Cumhuriyet Davası Koordinasyonu adına basın açıklamasını yapan gazeteci Faruk Eren, daha ilk duruşmadan iddianamenin çökmesine rağmen gazetecilerin cezaevinde tutulmalarında ısrar edildiğini vurguladı. 160’tan fazla gazeteciyi tutuklayan Türkiye’nin dünyadaki en büyük gazeteci hapishanesi durumuna geldiğini kaydeden Eren, “Bizler arkadaşlarımızın gazeteciliğinin tanığıyız. Onların yaptıkları haberler, yazdıkları yazılar nedeniyle tutuklandıklarını biliyoruz” dedi.

“HABER VERMEK, ALMAK VE HABER OLMAK HAKTIR”

Basına yapılan baskılara dikkat çeken Eren, gazetecilerin hapishanede tutulması için her duruşmada yeni bahaneler uydurulduğunu, dışarıda kalan gazetecilerin her şeye rağmen halkın haber alma hakkı için, basın özgürlüğü ve demokrasi için hakikati dillendirmeye devam ettiğini belirtti. Türkiye’yi karanlıktan kurtaracak olanın hakikatin ışığı olduğunu söyleyen Eren, “Bu ışık da özgür gazetecilerin ve haber alma hakkına sahip çıkanların ellerindedir. Haber vermek, haber almak ve haber olmak haktır. Basın özgürlüğü önündeki engellere son verilsin” ifadelerini kullandı.

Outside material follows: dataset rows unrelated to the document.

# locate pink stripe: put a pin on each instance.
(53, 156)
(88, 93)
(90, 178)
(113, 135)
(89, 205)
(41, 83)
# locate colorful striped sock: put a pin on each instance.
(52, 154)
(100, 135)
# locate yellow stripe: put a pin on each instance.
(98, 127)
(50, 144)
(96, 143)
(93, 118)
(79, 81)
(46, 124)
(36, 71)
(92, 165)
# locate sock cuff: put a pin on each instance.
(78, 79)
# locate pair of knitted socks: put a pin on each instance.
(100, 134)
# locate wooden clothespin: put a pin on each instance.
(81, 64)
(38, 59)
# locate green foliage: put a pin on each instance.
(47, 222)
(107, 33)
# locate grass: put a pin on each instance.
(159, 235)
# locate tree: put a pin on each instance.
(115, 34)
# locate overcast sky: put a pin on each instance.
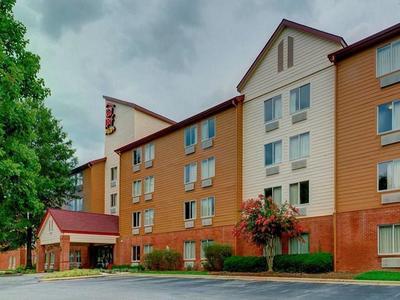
(175, 57)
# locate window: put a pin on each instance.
(149, 152)
(389, 175)
(389, 116)
(300, 98)
(135, 253)
(208, 129)
(113, 200)
(136, 219)
(273, 109)
(299, 146)
(149, 185)
(389, 239)
(388, 59)
(137, 188)
(273, 153)
(208, 207)
(147, 249)
(149, 217)
(299, 193)
(190, 136)
(137, 156)
(208, 168)
(190, 173)
(204, 244)
(297, 246)
(189, 250)
(275, 193)
(190, 210)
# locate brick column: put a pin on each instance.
(64, 252)
(40, 257)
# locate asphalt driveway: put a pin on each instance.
(130, 287)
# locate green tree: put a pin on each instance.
(35, 155)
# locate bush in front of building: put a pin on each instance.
(216, 255)
(304, 263)
(245, 264)
(161, 260)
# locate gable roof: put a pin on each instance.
(286, 24)
(83, 222)
(365, 43)
(204, 114)
(139, 108)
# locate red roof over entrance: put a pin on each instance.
(83, 222)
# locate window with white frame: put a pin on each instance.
(204, 244)
(147, 249)
(113, 200)
(208, 168)
(208, 129)
(190, 135)
(149, 217)
(389, 239)
(299, 146)
(190, 173)
(189, 250)
(389, 175)
(300, 98)
(275, 193)
(273, 109)
(299, 193)
(388, 59)
(137, 156)
(273, 153)
(190, 210)
(135, 253)
(149, 152)
(149, 185)
(389, 116)
(299, 246)
(136, 220)
(208, 207)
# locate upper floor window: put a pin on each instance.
(149, 185)
(299, 146)
(299, 193)
(389, 116)
(190, 173)
(273, 109)
(389, 175)
(190, 135)
(208, 168)
(273, 153)
(137, 156)
(208, 129)
(388, 59)
(300, 98)
(149, 152)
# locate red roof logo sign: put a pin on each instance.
(110, 119)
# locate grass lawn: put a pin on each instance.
(73, 273)
(379, 275)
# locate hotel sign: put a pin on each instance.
(110, 119)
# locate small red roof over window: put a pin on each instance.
(83, 222)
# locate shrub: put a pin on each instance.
(245, 264)
(216, 255)
(304, 263)
(163, 260)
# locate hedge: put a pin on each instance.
(245, 264)
(304, 263)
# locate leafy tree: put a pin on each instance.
(35, 156)
(262, 221)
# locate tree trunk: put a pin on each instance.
(29, 237)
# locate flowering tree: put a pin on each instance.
(262, 221)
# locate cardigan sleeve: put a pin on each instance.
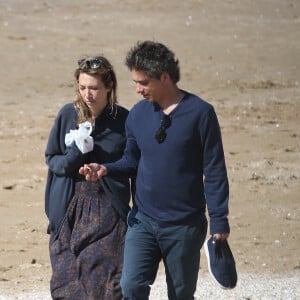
(62, 160)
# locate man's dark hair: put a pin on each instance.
(154, 59)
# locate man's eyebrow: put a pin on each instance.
(140, 81)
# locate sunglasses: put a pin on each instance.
(161, 134)
(94, 63)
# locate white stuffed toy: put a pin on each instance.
(81, 136)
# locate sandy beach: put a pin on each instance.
(241, 56)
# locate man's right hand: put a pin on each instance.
(93, 171)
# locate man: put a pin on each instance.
(174, 148)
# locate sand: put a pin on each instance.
(242, 56)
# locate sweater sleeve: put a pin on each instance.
(62, 160)
(127, 165)
(215, 174)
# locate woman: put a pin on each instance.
(87, 220)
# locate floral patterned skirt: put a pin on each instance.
(87, 256)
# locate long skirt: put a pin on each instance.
(87, 256)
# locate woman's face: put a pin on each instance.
(93, 92)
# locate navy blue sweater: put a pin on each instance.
(64, 162)
(177, 178)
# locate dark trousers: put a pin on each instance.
(178, 246)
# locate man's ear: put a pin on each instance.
(164, 77)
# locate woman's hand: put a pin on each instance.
(93, 171)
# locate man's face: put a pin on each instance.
(149, 87)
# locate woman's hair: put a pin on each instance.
(101, 67)
(154, 59)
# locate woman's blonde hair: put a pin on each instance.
(99, 66)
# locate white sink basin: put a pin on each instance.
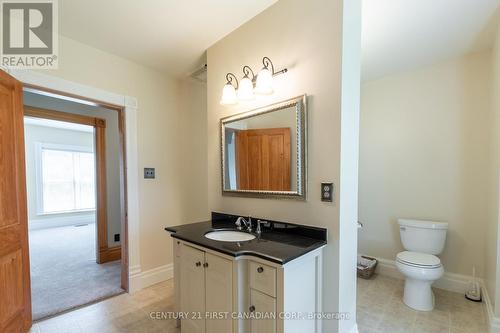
(229, 236)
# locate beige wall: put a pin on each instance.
(159, 117)
(306, 37)
(424, 154)
(492, 271)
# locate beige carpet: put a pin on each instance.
(64, 274)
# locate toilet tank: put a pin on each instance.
(423, 236)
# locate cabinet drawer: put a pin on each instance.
(266, 306)
(263, 278)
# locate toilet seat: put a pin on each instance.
(417, 259)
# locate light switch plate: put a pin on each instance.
(149, 173)
(327, 192)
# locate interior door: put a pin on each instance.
(193, 290)
(263, 159)
(15, 291)
(219, 293)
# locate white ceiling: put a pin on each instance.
(168, 35)
(400, 35)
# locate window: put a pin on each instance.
(66, 178)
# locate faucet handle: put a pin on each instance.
(259, 230)
(238, 223)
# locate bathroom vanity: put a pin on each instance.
(269, 284)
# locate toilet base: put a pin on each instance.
(418, 294)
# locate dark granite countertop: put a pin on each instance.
(279, 242)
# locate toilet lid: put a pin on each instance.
(417, 258)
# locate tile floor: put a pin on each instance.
(120, 314)
(381, 309)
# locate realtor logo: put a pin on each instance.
(29, 34)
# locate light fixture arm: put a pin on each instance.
(229, 79)
(247, 70)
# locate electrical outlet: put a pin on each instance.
(327, 192)
(149, 173)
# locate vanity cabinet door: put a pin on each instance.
(263, 306)
(219, 293)
(192, 289)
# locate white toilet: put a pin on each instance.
(422, 240)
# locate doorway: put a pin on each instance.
(73, 162)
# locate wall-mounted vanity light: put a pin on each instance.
(244, 90)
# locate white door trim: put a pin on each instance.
(130, 108)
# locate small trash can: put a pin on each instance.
(366, 266)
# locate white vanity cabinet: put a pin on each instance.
(205, 287)
(246, 294)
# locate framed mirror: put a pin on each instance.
(264, 151)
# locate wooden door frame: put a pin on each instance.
(103, 252)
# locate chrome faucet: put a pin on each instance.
(246, 223)
(258, 231)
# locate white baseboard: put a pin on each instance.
(450, 281)
(142, 279)
(494, 322)
(60, 221)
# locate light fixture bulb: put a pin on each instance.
(228, 95)
(245, 91)
(264, 85)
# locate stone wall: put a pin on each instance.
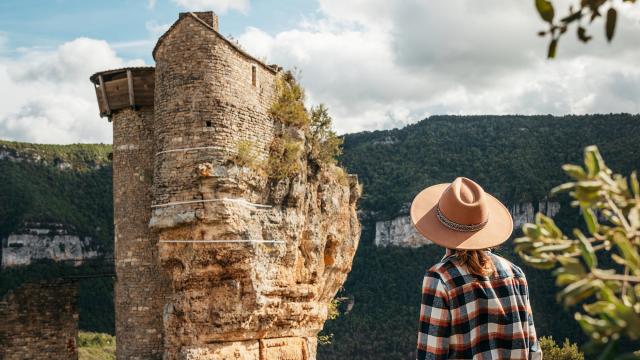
(257, 260)
(204, 99)
(39, 321)
(141, 287)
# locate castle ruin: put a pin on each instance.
(216, 259)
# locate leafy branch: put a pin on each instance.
(610, 207)
(581, 15)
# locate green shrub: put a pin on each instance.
(96, 346)
(246, 155)
(289, 105)
(93, 339)
(551, 350)
(284, 158)
(326, 146)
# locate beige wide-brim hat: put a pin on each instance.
(460, 215)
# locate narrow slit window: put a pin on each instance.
(254, 75)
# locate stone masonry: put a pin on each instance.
(39, 321)
(141, 287)
(215, 260)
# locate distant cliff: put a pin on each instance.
(39, 241)
(55, 202)
(517, 158)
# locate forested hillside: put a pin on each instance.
(68, 185)
(517, 158)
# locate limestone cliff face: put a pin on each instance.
(400, 231)
(268, 296)
(219, 258)
(46, 241)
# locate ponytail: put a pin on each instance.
(476, 261)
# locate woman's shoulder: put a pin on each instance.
(506, 268)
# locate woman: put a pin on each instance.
(475, 304)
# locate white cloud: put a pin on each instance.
(380, 64)
(47, 96)
(219, 6)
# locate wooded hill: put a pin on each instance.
(516, 158)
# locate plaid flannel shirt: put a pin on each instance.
(463, 316)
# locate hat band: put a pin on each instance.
(458, 227)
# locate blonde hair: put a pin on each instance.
(476, 261)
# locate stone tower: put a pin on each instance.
(217, 259)
(126, 97)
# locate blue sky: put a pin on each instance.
(126, 23)
(376, 64)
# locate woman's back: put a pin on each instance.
(466, 316)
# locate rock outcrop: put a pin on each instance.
(217, 258)
(46, 241)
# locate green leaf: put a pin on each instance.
(562, 188)
(545, 9)
(582, 34)
(566, 279)
(549, 225)
(591, 160)
(635, 186)
(634, 217)
(575, 171)
(586, 249)
(538, 263)
(553, 45)
(610, 25)
(599, 307)
(555, 247)
(571, 265)
(591, 220)
(578, 291)
(531, 230)
(629, 252)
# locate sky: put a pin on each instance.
(377, 64)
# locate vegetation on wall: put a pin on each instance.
(315, 139)
(288, 108)
(284, 157)
(325, 145)
(96, 346)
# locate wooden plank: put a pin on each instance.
(99, 97)
(132, 100)
(104, 96)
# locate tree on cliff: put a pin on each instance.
(582, 14)
(599, 265)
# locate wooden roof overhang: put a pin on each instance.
(124, 88)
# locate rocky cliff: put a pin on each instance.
(266, 298)
(52, 241)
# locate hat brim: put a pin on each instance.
(423, 215)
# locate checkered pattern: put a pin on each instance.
(463, 316)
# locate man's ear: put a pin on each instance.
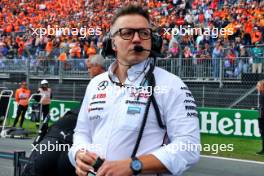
(113, 44)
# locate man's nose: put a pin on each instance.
(136, 38)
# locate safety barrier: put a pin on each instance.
(186, 68)
(19, 160)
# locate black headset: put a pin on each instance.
(156, 45)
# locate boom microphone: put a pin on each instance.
(139, 48)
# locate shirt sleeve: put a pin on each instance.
(82, 135)
(182, 126)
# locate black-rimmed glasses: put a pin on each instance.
(129, 33)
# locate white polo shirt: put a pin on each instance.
(110, 118)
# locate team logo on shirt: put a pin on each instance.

“NURİYE VE SEMİH’İN AVUKATLIĞINI YAPTIKLARI İÇİN TUTUKLANDILAR

Eren’in ardından hukuk kurumları adına basın metnini okuyan avukat Yaprak Türkmen, 1 yılı aşkın bir süredir devam eden OHAL’in muhaliflere yönelik bir cadı avına dönüştüğünü belirtti. Açlık grevinin 201. Gününde olan eğitimciler Nuriye Gülmen ve Semih Özakça’ya değinen Türkmen, eğitimcilerin siyasi bir kararla tutuklandıklarını ve taleplerini karşılanması yerine ölümle karşı karşıya getirildiklerini kaydetti. Halkın Hukuk Bürosu’na yapılan baskınla 14 avukatın gözaltına alınarak 9 gün boyunca bu avukatlara sistematik işkence uygulayanların hala görev başında olduklarını söyleyen Türkmen, avukatların ise sadece mesleklerini icra edip Nuriye ve Semih’in avukatlığını yaptıkları için tutuklandıklarını belirtti.

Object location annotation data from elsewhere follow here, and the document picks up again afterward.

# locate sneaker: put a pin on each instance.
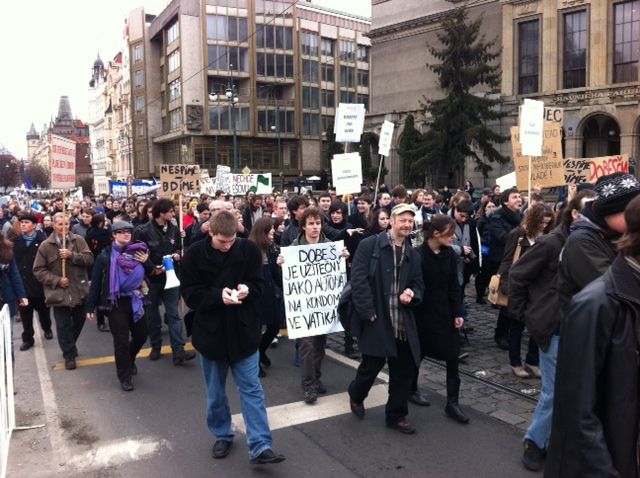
(532, 370)
(310, 396)
(181, 356)
(520, 372)
(533, 457)
(155, 354)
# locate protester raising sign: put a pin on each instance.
(313, 278)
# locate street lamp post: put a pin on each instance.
(231, 96)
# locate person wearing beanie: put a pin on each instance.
(596, 404)
(590, 248)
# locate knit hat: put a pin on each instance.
(614, 192)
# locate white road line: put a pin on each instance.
(297, 413)
(54, 424)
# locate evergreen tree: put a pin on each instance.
(458, 125)
(410, 149)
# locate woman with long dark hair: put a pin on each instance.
(439, 316)
(271, 301)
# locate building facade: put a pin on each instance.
(582, 56)
(242, 83)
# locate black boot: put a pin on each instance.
(453, 409)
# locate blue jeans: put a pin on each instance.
(170, 299)
(540, 428)
(245, 374)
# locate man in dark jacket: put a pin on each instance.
(222, 284)
(383, 304)
(503, 220)
(163, 239)
(25, 248)
(597, 400)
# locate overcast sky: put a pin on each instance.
(48, 49)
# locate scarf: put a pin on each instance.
(126, 276)
(397, 321)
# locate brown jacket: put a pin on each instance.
(47, 268)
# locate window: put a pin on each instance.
(328, 72)
(327, 46)
(175, 119)
(328, 98)
(528, 56)
(575, 50)
(173, 32)
(138, 79)
(137, 53)
(309, 42)
(363, 53)
(626, 41)
(310, 124)
(310, 71)
(310, 98)
(347, 51)
(225, 28)
(138, 104)
(173, 61)
(363, 78)
(175, 89)
(347, 76)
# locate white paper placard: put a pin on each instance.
(313, 277)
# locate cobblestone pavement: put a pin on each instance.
(488, 384)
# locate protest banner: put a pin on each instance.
(313, 277)
(62, 162)
(346, 171)
(179, 179)
(349, 122)
(547, 170)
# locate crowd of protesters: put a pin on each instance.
(570, 271)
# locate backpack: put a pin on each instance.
(345, 305)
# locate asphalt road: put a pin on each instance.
(87, 427)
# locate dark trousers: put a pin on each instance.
(311, 354)
(69, 323)
(402, 371)
(515, 337)
(26, 316)
(125, 346)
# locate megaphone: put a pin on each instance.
(172, 278)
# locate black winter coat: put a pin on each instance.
(597, 396)
(223, 332)
(533, 290)
(25, 256)
(371, 297)
(501, 222)
(441, 304)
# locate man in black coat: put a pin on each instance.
(25, 248)
(383, 305)
(222, 284)
(503, 220)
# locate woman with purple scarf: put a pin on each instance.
(118, 288)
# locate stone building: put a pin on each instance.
(262, 75)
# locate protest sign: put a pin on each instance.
(313, 277)
(62, 162)
(179, 179)
(386, 135)
(349, 122)
(547, 170)
(346, 171)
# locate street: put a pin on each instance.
(91, 428)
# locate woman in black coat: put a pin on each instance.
(271, 300)
(439, 316)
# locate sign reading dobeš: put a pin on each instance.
(313, 277)
(547, 171)
(179, 179)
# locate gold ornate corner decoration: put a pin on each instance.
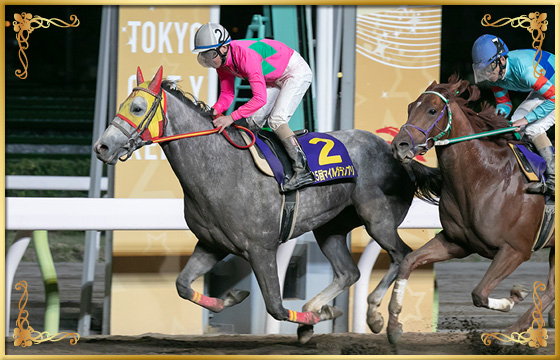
(25, 335)
(24, 25)
(535, 23)
(534, 337)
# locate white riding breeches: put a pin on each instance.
(541, 125)
(284, 95)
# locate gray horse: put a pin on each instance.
(233, 208)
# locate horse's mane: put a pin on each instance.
(186, 98)
(484, 120)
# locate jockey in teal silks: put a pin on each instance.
(278, 76)
(513, 70)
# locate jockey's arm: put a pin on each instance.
(503, 102)
(227, 91)
(546, 89)
(258, 88)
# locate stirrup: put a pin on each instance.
(537, 188)
(298, 180)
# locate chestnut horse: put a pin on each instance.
(484, 207)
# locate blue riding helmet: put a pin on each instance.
(486, 52)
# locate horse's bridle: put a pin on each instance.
(136, 138)
(426, 144)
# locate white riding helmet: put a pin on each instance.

“NURİYE VE SEMİH’İ SAVUNMAYA DEVAM EDECEĞİZ”

Savunma mesleğinin en ileri aşamasında olunduğunu vurgulayan Türkmen, avukatların avukatlık yapma tarzlarına ve müvekkillerini seçme haklarına hiçbir muktedirin karışamayacağını kaydetti. Er ya da geç bugünün iktidarı ve güç sahiplerinin de savunma makamına ve avukatlara ihtiyaç duyacaklarını ifade eden Türkmen, Nuriye ve Semih’i savunmaya devam edeceklerini vurguladı.

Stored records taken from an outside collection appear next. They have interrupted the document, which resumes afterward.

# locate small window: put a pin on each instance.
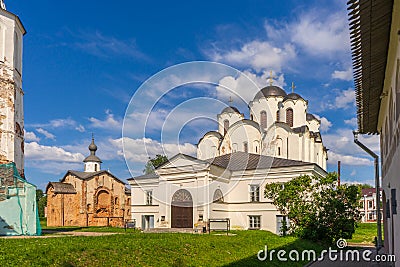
(254, 193)
(149, 197)
(263, 119)
(226, 126)
(289, 117)
(254, 222)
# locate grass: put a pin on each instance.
(139, 249)
(365, 234)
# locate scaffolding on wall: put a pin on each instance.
(18, 207)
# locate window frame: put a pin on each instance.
(254, 222)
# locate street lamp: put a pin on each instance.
(378, 193)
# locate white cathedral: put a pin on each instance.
(279, 141)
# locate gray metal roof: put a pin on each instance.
(230, 109)
(270, 91)
(62, 188)
(90, 175)
(370, 23)
(92, 157)
(245, 161)
(293, 96)
(145, 176)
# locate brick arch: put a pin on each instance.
(103, 202)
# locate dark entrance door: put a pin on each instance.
(182, 209)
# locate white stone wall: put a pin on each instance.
(11, 93)
(269, 105)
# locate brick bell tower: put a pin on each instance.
(11, 94)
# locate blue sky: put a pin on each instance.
(84, 60)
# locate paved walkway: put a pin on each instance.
(60, 234)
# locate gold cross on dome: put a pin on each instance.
(271, 78)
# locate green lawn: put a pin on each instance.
(139, 249)
(365, 234)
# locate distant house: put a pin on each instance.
(18, 209)
(93, 197)
(368, 204)
(375, 39)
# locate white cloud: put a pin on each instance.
(319, 34)
(100, 45)
(80, 128)
(31, 136)
(342, 147)
(258, 55)
(110, 122)
(346, 75)
(325, 123)
(37, 152)
(138, 151)
(241, 88)
(349, 160)
(46, 133)
(351, 122)
(60, 123)
(346, 99)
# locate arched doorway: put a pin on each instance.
(182, 209)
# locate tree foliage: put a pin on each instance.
(154, 163)
(318, 209)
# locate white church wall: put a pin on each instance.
(313, 125)
(245, 133)
(299, 108)
(11, 124)
(208, 147)
(269, 105)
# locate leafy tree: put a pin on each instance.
(154, 163)
(318, 209)
(41, 200)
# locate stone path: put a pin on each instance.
(370, 254)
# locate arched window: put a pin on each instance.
(16, 52)
(18, 129)
(289, 117)
(218, 196)
(263, 119)
(226, 126)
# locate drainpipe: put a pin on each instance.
(378, 193)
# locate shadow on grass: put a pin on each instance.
(298, 245)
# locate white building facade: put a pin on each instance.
(233, 165)
(279, 126)
(11, 93)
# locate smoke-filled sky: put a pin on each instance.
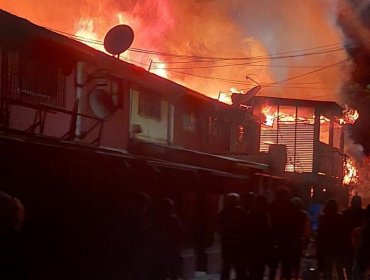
(269, 40)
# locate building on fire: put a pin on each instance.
(81, 132)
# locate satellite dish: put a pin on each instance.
(102, 104)
(118, 39)
(240, 99)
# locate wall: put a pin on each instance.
(153, 130)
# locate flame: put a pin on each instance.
(350, 173)
(236, 90)
(214, 29)
(160, 69)
(270, 114)
(85, 29)
(225, 97)
(350, 116)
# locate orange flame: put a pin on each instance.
(350, 173)
(350, 116)
(270, 114)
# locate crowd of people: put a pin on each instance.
(259, 239)
(263, 239)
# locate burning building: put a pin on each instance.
(101, 129)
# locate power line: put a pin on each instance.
(311, 72)
(281, 55)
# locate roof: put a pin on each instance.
(324, 105)
(21, 31)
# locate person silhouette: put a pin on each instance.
(231, 220)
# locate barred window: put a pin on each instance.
(34, 80)
(150, 105)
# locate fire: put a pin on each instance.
(350, 116)
(86, 30)
(350, 172)
(224, 97)
(236, 90)
(270, 115)
(160, 69)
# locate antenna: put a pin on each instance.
(118, 39)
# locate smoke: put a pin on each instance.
(218, 28)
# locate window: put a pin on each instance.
(324, 130)
(337, 135)
(34, 80)
(150, 105)
(189, 122)
(290, 126)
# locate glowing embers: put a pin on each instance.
(350, 172)
(85, 29)
(285, 114)
(291, 126)
(159, 68)
(270, 113)
(350, 116)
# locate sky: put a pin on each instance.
(293, 48)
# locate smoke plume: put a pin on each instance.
(224, 29)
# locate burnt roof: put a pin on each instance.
(21, 32)
(323, 105)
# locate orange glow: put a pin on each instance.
(350, 172)
(270, 114)
(160, 69)
(209, 29)
(350, 116)
(225, 97)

“EN ÇOK TUTUKLU GAZETECİ TÜRKİYE’DE”

Bir konuşma yapan Ercan Karakaş, haksız ve hukuksuz bir şekilde devam eden tutuklamaların son bulmasını ve buradan tutuklu olan gazetecilerle birlikte ayrılmayı talep ettiklerini belirtti.

Dünyanın hiçbir yerinde gazetecilerin gazetecilik yaptıkları için yargılanmadıklarını söyleyen Karakaş, Türkiye’nin Çin’den sonra  en çok gazetecinin tutuklu bulunduğu ülke olduğunu kaydetti. Hak, hukuk ve adalet diyenlerin tutuklanmalarına evet demeyeceklerini ifade eden Karakaş, açlık grevinde olan tutuklu eğitimciler Nuriye Gülmen ve Semih Özakça’nın haksız bir şekilde işlerinden edildiklerini ve bu haksızlığa karşı tepkilerini dile getirmek için açlık grevine başladıklarını bunun için de gözaltına alındıklarını kaydetti.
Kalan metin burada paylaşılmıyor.